5 Most Popular Posts: August 2021
- September 2, 2021
We here at the Independent love every piece we run. There are no winners or losers. But all kidding aside, here are August’s winners.
- Larry Matthews’ review of The Afghanistan Papers: A Secret History of the War by Craig Whitlock (Simon & Schuster). “Whitlock takes us through the fiasco at Tora Bora and Osama bin Laden’s escape to Pakistan, the duplicity of the Pakistani intelligence service, and our misunderstanding of who the Taliban are. Into this mix of ignorance and poor planning came the idea of ‘nation building’ in a place that has never been a ‘nation’ in the classic sense. Afghanistan has never had a strong central government, an effective national army, or anything else that might provide a base for tying the place together. For a thousand years, it’s been a collection of tribal areas, warlords, double-dealers, and lots of people living a 13th-century life even today.”
- James A. Percoco’s review of Grant’s Tomb: The Epic Death of Ulysses S. Grant and the Making of an American Pantheon by Louis L. Picone (Arcade). “Once completed and opened to the public, Grant’s Tomb quickly became New York City’s biggest tourist attraction. In 1906 alone, 607,584 people visited the site to pay homage to Grant and Julia, who’d been laid to rest beside her husband in 1902. The site also became a location for the country’s nascent movie industry; early filmmakers, Thomas Edison among them, used the tomb as a backdrop in several silent movies.

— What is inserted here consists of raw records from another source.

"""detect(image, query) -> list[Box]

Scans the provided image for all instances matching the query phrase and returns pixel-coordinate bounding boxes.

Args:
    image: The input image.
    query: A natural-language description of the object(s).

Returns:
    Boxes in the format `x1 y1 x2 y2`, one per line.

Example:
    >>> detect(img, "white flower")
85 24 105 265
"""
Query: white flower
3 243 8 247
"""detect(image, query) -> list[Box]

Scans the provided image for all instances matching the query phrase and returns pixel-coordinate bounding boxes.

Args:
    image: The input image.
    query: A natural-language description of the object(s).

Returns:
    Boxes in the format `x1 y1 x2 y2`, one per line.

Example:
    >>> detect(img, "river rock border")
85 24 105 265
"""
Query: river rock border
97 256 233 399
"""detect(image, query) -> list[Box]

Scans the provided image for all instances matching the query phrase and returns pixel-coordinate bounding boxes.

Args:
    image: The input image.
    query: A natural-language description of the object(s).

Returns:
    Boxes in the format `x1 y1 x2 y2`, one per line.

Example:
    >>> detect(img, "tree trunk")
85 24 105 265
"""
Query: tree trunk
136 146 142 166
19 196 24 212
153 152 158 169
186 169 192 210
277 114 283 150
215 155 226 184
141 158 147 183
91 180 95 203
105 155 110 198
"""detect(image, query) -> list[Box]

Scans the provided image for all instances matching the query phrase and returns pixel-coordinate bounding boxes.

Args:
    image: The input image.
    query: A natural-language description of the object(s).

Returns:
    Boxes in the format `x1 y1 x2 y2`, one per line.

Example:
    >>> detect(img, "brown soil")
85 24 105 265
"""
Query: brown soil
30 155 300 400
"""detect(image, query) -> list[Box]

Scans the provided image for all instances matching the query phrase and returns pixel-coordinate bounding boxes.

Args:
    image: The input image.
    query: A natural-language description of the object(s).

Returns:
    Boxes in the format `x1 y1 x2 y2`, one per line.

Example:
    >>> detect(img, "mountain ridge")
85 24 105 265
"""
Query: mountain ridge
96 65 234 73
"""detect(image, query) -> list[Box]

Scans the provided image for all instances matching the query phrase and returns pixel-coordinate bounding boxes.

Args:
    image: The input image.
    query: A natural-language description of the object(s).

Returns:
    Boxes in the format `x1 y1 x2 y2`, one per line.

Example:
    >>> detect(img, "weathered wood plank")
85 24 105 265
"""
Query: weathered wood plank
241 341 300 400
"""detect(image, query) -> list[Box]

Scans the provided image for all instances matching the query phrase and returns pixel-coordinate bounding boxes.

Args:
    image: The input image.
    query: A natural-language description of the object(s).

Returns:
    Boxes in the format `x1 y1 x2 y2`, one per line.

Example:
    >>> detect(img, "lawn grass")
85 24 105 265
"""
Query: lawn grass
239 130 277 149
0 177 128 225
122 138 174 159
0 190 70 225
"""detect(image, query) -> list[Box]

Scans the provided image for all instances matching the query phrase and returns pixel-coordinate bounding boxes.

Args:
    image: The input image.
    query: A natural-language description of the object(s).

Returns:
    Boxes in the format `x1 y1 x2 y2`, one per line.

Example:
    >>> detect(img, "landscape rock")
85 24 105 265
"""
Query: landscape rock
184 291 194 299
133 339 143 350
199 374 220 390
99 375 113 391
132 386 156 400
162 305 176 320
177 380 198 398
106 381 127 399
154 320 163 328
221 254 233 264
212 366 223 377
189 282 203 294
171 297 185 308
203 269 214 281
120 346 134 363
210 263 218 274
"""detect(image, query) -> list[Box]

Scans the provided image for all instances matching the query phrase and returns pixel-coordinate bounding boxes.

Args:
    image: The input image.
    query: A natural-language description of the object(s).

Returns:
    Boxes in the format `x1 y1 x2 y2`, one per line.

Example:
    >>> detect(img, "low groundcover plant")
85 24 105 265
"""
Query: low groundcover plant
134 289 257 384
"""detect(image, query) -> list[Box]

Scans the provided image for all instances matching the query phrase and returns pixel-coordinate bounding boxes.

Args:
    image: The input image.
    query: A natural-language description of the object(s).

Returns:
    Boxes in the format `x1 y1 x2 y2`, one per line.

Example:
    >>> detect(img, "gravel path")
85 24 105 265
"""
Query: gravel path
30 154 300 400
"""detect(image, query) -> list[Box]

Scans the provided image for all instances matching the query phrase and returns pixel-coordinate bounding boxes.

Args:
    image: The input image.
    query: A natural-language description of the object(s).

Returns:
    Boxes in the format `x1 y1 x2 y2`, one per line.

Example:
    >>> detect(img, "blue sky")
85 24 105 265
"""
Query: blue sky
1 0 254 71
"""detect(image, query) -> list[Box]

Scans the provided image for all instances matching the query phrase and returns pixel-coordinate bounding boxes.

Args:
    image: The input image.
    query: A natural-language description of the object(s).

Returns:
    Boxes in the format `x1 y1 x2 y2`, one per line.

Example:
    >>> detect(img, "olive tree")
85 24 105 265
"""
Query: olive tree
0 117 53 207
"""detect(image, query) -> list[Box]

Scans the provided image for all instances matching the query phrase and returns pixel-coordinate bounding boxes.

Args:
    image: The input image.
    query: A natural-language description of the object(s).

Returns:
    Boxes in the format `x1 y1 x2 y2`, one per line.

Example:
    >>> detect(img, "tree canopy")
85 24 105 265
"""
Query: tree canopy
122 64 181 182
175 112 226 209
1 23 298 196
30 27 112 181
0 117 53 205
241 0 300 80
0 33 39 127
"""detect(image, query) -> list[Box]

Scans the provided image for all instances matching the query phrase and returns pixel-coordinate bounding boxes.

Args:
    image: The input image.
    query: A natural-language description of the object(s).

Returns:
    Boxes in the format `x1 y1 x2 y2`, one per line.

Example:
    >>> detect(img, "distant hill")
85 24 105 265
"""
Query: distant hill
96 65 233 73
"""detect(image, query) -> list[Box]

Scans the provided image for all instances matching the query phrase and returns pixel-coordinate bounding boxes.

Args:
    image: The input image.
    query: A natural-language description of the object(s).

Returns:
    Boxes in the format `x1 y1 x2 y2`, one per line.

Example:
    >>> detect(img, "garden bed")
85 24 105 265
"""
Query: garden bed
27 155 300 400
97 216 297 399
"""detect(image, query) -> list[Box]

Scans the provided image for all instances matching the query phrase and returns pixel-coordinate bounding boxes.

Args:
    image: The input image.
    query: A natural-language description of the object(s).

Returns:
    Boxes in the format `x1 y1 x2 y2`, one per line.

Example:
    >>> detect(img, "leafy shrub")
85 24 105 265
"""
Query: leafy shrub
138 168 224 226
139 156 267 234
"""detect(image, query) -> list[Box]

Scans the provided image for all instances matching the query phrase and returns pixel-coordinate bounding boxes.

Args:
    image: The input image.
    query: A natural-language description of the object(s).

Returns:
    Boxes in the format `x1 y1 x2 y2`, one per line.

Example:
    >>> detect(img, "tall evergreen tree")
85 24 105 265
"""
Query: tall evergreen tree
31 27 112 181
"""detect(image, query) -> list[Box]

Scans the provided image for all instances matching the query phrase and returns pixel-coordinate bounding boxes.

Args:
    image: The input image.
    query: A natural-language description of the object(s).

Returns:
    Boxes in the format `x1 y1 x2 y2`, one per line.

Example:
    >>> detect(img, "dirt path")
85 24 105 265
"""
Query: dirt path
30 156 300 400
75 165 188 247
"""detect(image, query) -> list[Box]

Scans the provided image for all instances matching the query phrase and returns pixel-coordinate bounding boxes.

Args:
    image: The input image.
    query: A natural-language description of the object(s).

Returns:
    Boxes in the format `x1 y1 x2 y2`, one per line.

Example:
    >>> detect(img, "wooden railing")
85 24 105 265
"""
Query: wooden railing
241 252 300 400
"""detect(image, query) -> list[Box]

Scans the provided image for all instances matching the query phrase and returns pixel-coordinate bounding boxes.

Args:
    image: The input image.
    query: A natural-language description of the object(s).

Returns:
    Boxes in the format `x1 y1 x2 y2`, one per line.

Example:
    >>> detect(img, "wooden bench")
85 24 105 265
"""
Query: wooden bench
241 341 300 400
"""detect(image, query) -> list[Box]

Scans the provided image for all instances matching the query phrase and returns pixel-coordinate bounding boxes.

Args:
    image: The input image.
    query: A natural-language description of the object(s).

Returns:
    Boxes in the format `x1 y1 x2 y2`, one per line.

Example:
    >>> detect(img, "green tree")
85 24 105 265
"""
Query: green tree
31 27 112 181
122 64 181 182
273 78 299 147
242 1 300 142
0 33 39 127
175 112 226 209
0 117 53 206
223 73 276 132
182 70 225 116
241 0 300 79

Yet as the 20th century marched on and firsthand recollections of the Civil War faded, Grant’s Tomb fell out of favor, as did the man himself. Picone maintains that history has slighted Grant, whom he sees as a champion of Reconstruction Era reforms aimed at helping newly freed enslaved persons, and a proponent of legislation taking on the Ku Klux Klan.”
- Gretchen Lida’s review of The Story of More: How We Got to Climate Change and Where to Go from Here by Hope Jahren (Vintage). “We might combat climate crises by leaving copies of Hope Jahren’s The Story of More: How We Got to Climate Change and Where to Go from Here in strategic public places: on those display racks by the drink coolers in corner stores; near checkout counters at Tractor Supply; in every DMV line in America. If there’s one book all of us should read about the state of the environment, it’s this one. Sure, that might seem a little overzealous. One book isn’t going to solve the slow-motion catastrophe of a warming planet. It will, however, help readers understand the problem without making them run to the bunkers of fear, shame, denial, and tribalism.”
- Lawrence de Maria’s review of Project Hail Mary by Andy Weir (Ballantine Books). “Project Hail Mary is not everyone’s cup of Tau. (That’s not a misprint; you’ll have to read the book — which I hope you do — to get the pun.) In fact, its author, Andy Weir, has many detractors who point out that his writing style leaves much to be desired, his humor is borderline juvenile, and he can be politically preachy. All of this is somewhat true, but it’s beside the point. As he proved in his breakout novel, The Martian, Weir can spin a yarn and make a reader think.”
- Chris Rutledge’s review of Once There Were Wolves by Charlotte McConaghy (Flatiron Books). “Charlotte McConaghy’s Once There Were Wolves pits biologists seeking to reintroduce the titular animals into the Scottish Highlands against a society that has intentionally moved on from the creatures. Like her previous novel, 2020’s bestselling Migrations, Once There Were Wolves explores the interplay between humanity and nature, and the author ably uses that battle as a mirror of our all-too-human conflicts between ourselves and those we love.”